Unlock a world of possibilities! Login now and discover the exclusive benefits awaiting you.
Hey,
Was wondering if anyone has ran into the following issue.
I am trying to find Closest date to another date while having multiple entries.
I calculate days between and filter for min datebetween, but the issue is that i get multiple min days when grouping for final table. first sorted does not work because a single customer can have multiple events with same days between usually 0. And i cannot think of any key that would work
looks something like this:
TMP:
NoConcatenate
LOAD
*
where DAYS_BETWEEN >= 0 ;
load*,
if(isNULL(days_between_TEMP),0,days_between_TEMP) as DAYS_BETWEEN;
load *, EVENT_DATE - RISK_DATE as days_between_TEMP
RESIDENT QUACK;
FINAL:
LOAD CUSTOMER_ID,
SCORE,
EVENT_DATE,
MIN(DAYS_BETWEEN) as DAYS_TO_RISK
Resident TMP
group by CUSTOMER_ID,EVENT_DATE,RISK_DATE,SCORE;
DROP TABLEs QUACK, TMP;
Hi @Zen_Not_On
I would like to help you, but I'm not understanding very well what you are trying to accomplish.
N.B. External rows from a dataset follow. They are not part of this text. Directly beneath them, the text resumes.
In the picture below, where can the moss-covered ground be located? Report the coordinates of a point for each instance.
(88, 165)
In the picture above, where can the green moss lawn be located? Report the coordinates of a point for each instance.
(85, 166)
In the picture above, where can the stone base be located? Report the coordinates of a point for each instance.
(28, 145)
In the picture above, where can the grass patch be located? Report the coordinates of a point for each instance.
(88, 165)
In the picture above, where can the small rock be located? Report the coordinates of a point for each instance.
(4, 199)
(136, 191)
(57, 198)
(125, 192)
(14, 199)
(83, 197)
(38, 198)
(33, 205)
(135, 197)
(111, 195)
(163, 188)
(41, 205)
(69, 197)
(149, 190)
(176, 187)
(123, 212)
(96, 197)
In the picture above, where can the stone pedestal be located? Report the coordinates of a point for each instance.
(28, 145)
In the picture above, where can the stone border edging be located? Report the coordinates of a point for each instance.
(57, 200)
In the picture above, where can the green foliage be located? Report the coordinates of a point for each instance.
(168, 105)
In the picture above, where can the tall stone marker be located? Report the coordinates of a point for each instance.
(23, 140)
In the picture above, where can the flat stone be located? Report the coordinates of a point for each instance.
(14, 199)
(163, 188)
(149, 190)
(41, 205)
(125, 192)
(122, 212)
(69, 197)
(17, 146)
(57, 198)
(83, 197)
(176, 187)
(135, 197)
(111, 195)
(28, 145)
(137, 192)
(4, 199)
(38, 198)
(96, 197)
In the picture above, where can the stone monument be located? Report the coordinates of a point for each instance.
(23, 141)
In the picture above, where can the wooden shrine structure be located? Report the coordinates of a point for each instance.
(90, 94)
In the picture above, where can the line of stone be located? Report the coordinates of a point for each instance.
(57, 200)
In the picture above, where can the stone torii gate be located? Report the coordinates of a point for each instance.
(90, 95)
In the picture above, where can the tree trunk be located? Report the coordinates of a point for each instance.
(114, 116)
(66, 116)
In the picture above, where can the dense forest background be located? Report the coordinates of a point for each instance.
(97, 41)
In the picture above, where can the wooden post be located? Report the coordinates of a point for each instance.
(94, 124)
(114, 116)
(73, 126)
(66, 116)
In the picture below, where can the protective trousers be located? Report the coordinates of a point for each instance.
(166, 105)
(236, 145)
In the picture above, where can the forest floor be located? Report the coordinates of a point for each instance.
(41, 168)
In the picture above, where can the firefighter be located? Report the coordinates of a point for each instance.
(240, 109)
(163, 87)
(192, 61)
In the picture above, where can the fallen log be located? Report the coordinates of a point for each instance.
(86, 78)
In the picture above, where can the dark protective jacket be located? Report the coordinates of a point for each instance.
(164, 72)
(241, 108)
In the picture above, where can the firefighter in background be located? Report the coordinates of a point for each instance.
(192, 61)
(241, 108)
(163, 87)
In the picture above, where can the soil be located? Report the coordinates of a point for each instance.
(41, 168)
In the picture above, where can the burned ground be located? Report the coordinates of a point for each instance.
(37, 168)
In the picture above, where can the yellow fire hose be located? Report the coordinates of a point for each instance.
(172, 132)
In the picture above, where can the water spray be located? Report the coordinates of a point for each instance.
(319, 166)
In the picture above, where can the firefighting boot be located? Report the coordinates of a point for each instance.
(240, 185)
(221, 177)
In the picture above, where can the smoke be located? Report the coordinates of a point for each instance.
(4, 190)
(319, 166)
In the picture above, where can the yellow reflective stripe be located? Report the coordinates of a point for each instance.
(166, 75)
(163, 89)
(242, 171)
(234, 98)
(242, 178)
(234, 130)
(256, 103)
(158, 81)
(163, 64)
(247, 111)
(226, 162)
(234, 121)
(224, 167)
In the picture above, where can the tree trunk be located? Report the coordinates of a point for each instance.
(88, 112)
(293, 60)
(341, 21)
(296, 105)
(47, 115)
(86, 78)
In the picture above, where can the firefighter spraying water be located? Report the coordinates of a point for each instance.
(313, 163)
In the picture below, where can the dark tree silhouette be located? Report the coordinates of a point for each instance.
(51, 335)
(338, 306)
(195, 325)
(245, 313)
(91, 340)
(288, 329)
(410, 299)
Could you, please, provide a data sample with some examples and the outcome that you are expecting for them?
In this way it will be easier to analyze it.
Thank you
Daniel
Including the event/risk dates in the aggregation is preventing to get a single min() days-offset. I assume there is a logically conflict and/or you may need another data-structure. Maybe two tables - one with granular information and the other with the aggregated ones ...